Saying it's not equal because men too have nipples and those are not perceived as sexual is kinda strange. Let's abolish pregnancy leaves then. Gender may be a social construct by now, sex is obviously not, and (most) humans are not hermaphrodites, so the rules can't be the same.

This is a nothing burger of a subject frankly, we already know that real world doesn't fit ideal ideas. If some ideal idea would describe the real world, then you'd only need that ideal idea to know it all and other information wouldn't matter. Some religious fanatics are actually trying, destroying all the knowledge and art not coming from their holy book.

This doesn't work, the real world is as complex as all the information in it. An action is good or bad only in a particular real situation.

Which is also why choosing a seemingly ideal enough principle and trying to fit it to everything, pretending that makes everyone equal, is a lie.

[–] JovialMicrobial@lemm.ee 3 points 1 month ago (1 children)

Women are allowed to walk around in sandals and no shoes at the beach despite foot fetishes being one of the most common paraphilias(behind breasts.)

You don't see women getting accosted by guys who like feet because they have their toes out and it's sexual to some guy nearby.

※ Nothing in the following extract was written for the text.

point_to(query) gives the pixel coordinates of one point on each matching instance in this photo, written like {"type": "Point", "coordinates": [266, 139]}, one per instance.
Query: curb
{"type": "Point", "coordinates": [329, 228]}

If dudes into feet can control themselves and be respectful then so can dudes into breasts when they are near a top less woman in public.

[–] rottingleaf@lemmy.world 1 points 1 month ago

As far as I'm concerned walking totally naked should be legal, though for practical implications of varying ass-wiping culture and genitals saying things we don't put into words, I suppose, it would be "everything is optional except pants".

[–] PersnickityPenguin@lemm.ee -2 points 1 month ago* (last edited 1 month ago) (1 children)

So you feel that women should be arrested and prosecutable if their nipples are exposed?

That's very misogynist. And no, you can't argue for the law to "save the women" from all those perverts. Because the whole point of this is to free women from the bullshit laws that allows society to prosecute them while pulling double duty by effectively shaming their bodies.

Most women are not going to run around topless voluntarily. But, even if they did - say a group of girls or women decided to go skinny dipping or whatever at a lake, do you really believe they should go to jail for that?

Don't mansplane and tell everyone these laws are for women's own good, because they aren't. Inventing this bizarre photographic scenario is just bizarre. It's a fiction of your imagination and is a straw man argument.

You are correct that the true problem is men, but not how you think it is.

[–] Croquette@sh.itjust.works 3 points 1 month ago

Are you okay? OP's post was pretty well written, and the guy only explained his moral dilemma without being disrespectful and you come shouting down like a banshee.

His point is a totally valid one and should be discussed to alleviate any moral dilemma to be had.